Getting info out of yarn_fibers isn't going to work without turning it into a real dictionary first. (Each fiber in a yarn can have up to 13 attributes, but not all have the same number so just spliting into columns to deal with it won't work.) Tried code that worked for the craft column in patterns_df but getting same error as before with other columns.

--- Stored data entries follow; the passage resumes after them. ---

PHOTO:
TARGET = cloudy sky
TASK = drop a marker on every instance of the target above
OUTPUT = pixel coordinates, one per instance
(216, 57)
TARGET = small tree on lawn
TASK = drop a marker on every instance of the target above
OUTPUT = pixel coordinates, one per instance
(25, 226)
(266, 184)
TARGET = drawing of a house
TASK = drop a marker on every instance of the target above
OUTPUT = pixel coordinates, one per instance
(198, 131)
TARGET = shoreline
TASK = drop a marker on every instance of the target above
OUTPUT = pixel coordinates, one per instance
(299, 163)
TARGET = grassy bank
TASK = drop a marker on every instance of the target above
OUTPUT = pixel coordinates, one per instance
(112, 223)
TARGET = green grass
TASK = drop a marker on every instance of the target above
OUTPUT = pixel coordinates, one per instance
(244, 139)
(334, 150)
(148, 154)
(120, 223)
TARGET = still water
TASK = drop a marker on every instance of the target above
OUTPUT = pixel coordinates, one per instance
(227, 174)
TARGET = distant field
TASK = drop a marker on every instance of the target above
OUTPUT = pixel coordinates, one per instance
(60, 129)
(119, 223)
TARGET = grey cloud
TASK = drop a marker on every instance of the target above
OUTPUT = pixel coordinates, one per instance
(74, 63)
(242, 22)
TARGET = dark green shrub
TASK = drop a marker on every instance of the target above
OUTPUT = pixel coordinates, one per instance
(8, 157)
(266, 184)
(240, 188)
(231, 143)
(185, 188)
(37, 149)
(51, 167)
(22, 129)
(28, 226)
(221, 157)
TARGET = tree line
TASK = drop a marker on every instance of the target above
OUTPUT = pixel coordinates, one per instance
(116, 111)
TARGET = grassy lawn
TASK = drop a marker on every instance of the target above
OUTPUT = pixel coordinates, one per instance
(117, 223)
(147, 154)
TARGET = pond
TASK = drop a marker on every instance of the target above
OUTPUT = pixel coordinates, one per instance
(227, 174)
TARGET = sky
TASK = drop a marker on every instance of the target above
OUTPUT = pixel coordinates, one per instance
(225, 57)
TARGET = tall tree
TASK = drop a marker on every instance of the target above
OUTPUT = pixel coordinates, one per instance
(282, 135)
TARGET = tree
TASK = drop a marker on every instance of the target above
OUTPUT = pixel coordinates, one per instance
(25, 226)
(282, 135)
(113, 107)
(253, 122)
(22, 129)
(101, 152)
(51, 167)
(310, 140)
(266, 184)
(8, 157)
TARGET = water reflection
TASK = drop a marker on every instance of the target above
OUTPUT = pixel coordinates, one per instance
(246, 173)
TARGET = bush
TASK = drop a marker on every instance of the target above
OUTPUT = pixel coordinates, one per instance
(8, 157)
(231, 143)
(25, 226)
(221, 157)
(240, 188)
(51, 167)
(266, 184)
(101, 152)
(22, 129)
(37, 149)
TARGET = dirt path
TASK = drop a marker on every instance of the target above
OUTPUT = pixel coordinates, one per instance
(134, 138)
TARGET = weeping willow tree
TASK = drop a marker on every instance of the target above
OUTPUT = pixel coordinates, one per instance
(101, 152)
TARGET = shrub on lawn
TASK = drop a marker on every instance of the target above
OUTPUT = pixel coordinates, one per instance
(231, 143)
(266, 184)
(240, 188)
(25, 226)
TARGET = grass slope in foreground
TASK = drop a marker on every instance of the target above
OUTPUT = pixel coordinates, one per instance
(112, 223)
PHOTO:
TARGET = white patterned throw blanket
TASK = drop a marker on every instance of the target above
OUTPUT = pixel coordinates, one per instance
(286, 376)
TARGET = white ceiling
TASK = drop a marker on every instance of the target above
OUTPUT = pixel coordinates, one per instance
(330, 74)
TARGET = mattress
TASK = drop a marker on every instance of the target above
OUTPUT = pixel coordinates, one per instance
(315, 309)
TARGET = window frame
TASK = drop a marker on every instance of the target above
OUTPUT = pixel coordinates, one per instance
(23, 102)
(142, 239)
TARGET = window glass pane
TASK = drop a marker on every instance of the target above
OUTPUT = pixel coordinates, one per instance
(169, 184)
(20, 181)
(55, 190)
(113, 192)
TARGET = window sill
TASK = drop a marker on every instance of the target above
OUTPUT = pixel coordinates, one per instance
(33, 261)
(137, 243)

yarns_df['yarn_fibers'] = yarns_df['yarn_fibers'].apply(lambda x : dict(eval(x)))
temp = yarns_df['yarn_fibers'].apply(pd.Series)
yarns_df = pd.concat([yarns_df, temp], axis = 1).drop('yarn_fibers', axis = 1)
yarns_df.head()

Found this solution of stackoverflow (https://stackoverflow.com/questions/38231591/splitting-dictionary-list-inside-a-pandas-column-into-separate-columns), but it hasn't worked either.

yarn_fiber_df = pd.json_normalize(yarns_df['yarn_fibers'])

I think json_normalize might work if the column was already a true dictionary (nope), but that's the step at which every approach goes wrong.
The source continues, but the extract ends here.